The world does not hold its breath during US-Russia summits as it did in the days of Kennedy and Khrushchev or Reagan and Gorbachev. But they are still important moments of (mostly choreographed) dialogue. Without Moscow’s co-operation, Barack Obama will find it far harder to make progress in Afghanistan or in his diplomatic strategy to stop Iran’s nuclear weapons programme. On top of this, Russia still has the capacity to create huge problems in Eastern Europe and Central Asia for the United States. It must be prevented from becoming a more chauvinist and aggressive power — otherwise Washington will be forced to choose between conflict and breaking its promises to the fledging democracies on Russia’s borders.

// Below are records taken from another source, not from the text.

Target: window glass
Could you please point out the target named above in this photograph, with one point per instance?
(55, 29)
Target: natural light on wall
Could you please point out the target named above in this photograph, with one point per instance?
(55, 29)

At the end of the Cold War, there was a moment — briefly — when both the Soviet Union and the United States could claim (at least to their own peoples) that they had triumphed by ending it peacefully. But the break-up of the USSR and the economic disasters of the 1990s dashed that illusory symmetry. Instead, Russia smarted at its humiliation. In only seven years, it had been relegated from superpower to mendicant nation bailed out by the IMF. Nato’s bombing of Serbia was a brutal demonstration that Russia could not even prevent military action against one of its historic allies in its ‘near-abroad’.
Much of Vladimir Putin’s political success has reflected his deft capacity to tap that resentment — leading, in turn, to the unproductive revival of a Cold War adversarial mindset. For instance, Russia, despite the modest progress made by Obama and Medvedev this week, remains extremely hostile to America’s plan for a missile defence shield with bases in Eastern Europe, viewing the shield as an attempt to allow Washington to strike without fear of retaliation. But this is absurd. A missile defence shield is essentially useless against any sizable nuclear arsenal. As an established nuclear power, Russia has an equally strong interest in the development of defences against nuclear attack from rogue states.
To be clear: there have been some positive signs at this summit. Both sides have agreed to reduce significantly their number of nuclear weapons and launchers. This should build confidence; even if it is hard to see what practical good it does as both countries still have the capacity to blow each other up many times over. Moscow’s decision to allow the US over-flight rights to resupply its forces in Afghanistan is encouraging evidence of a willingness not to view the relationship as a zero sum game and to recognise that both countries have a common interest in stability in Central and South Asia, and elsewhere.
But we should also acknowledge that there are other areas where the interests of Russia and the West are presently at odds. Russia wants to re-establish a sphere of influence in its near-abroad, to have a veto over the security arrangements of its neighbours. The West is rightly committed to the principle that sovereign, democratic governments have a right to make their own arrangements for their defence. The West wants to promote freedom and democracy. Moscow does not. It was no coincidence that Mahmoud Ahmadinejad was warmly welcomed in Russia straight after Iran’s rigged elections.
On Iran generally, our aims are not aligned. The West wants to see Iran abandon its nuclear programme and become, by stages, a full member of the international community. Russia has no desire to see Iran emerge as an alternative gas supplier to Europe, something that would happen if Iran were to stop being a global pariah.
Real progress in relations between Russia and the West will only come about when Moscow abandons Cold War ways of thinking (although Obama’s own emphasis on a nuclear-free world suggests that he hasn’t entirely jettisoned his own Carter-style baggage). For that reason, it remains in the interests of the United States to continue to promote greater openness in Russia, however this strategy may be viewed by the current regime in Moscow. A more liberal Russia will be one more liberated from its past.